Current affairs publications are littered with reports of horror and tragedy in Somalia, Zimbabwe, Ethiopia and the Darfur region in Sudan, and the multiple accounts of good in African nations are buried beneath a never-ending portrayal of a Sub-Saharan dystopia. The broadest stereotypical snapshots of African politics—especially political leadership—revolve around images of corruption, incompetence, venal human rights abuses and a myriad of impoverished countries governed with an iron fist by a series of undemocratic strongmen.

Joaquim Chissano however, as “the antithesis of the stereotypical African Big Man”, defies such a hackneyed and dismal caricature. The President of Mozambique from 1986 to 2005, Chissano—a former rebel with the Mozambique Liberation Front—earned extensive plaudits for his role as peacemaker and nation-healer. Chissano is credited with a pivotal role in the conclusion, reconciliation and rehabilitation of his country from a brutal 16-year long civil war. He has been feted by Kofi Annan as “a powerful voice for Africa on the world stage.” Chissano oversaw Mozambique’s transition from a Marxist system to a mixed economy, steering the economy to an average growth rate of around 8% during his leadership.

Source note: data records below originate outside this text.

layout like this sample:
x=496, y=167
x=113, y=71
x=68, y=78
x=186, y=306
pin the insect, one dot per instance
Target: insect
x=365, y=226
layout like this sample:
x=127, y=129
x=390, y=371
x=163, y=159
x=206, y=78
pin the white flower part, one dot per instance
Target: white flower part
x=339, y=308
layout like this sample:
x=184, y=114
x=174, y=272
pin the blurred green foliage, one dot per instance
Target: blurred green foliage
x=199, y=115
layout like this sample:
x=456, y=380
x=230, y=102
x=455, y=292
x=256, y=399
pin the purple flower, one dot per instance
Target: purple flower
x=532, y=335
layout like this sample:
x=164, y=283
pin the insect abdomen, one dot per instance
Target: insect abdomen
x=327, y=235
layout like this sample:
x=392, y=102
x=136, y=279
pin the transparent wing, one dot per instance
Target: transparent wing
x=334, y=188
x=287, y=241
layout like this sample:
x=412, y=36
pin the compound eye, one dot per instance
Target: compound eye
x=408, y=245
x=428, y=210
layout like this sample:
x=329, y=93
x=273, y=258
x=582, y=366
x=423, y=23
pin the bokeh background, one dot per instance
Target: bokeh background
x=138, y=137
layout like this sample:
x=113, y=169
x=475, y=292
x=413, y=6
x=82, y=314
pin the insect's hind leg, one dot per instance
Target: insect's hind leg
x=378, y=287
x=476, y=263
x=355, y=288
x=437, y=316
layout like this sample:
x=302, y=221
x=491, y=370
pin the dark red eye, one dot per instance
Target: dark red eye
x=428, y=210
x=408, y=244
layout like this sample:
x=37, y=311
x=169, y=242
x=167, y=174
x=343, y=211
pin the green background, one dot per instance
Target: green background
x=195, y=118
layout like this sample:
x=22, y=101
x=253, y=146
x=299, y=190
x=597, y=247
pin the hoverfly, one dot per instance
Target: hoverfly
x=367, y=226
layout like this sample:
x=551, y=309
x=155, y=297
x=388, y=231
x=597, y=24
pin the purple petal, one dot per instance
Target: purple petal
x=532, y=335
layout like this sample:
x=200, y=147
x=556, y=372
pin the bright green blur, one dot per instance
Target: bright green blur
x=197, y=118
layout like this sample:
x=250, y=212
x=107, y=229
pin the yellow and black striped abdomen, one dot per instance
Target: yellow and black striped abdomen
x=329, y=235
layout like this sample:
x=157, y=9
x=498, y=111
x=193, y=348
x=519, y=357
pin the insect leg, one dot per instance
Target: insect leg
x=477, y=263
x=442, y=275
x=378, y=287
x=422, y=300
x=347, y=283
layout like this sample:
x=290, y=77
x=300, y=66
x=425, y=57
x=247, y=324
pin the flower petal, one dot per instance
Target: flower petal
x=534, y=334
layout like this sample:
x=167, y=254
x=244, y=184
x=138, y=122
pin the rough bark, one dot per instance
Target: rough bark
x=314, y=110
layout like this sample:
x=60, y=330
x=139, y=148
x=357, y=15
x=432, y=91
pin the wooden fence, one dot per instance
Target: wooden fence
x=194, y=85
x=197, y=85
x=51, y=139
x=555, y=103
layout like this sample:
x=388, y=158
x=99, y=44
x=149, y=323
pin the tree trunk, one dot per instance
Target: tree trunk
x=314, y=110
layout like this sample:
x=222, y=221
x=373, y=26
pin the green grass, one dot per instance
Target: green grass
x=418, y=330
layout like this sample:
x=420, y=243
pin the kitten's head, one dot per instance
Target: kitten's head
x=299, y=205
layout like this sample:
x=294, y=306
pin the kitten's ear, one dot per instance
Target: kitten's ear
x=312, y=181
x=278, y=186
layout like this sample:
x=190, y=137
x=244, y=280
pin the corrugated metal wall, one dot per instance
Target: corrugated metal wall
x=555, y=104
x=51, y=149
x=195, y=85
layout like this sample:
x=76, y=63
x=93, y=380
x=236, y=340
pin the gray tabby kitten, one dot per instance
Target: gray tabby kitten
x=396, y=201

This October, Chissano was awarded the prize for ‘Achievement in African Leadership’; a $5 million dollar reward, with a $200,000 annual lifetime pension thereafter. He has been commended as “a role-model not just for Africa, but for the rest of the world” by the prize’s philanthropic benefactor Mo Ibrahim—a Sudanese entrepreneur whose pan-African mobile phone company Celtel was sold for $3.4 billion in 2005 with over ten million customers covering fourteen sub-saharan countries. Ibrahim’s personal principle of generating development in Africa through the private sector—allied to his $100 million personal fortune—has been used to create the Mo Ibrahim Foundation. The Foundation has been described excitedly by some as an African Nobel Prize. Touted as an African solution to an African problem, the Foundation has the support of political heavyweights such as Nelson Mandela, Tony Blair, Bill Clinton, and Kofi Annan.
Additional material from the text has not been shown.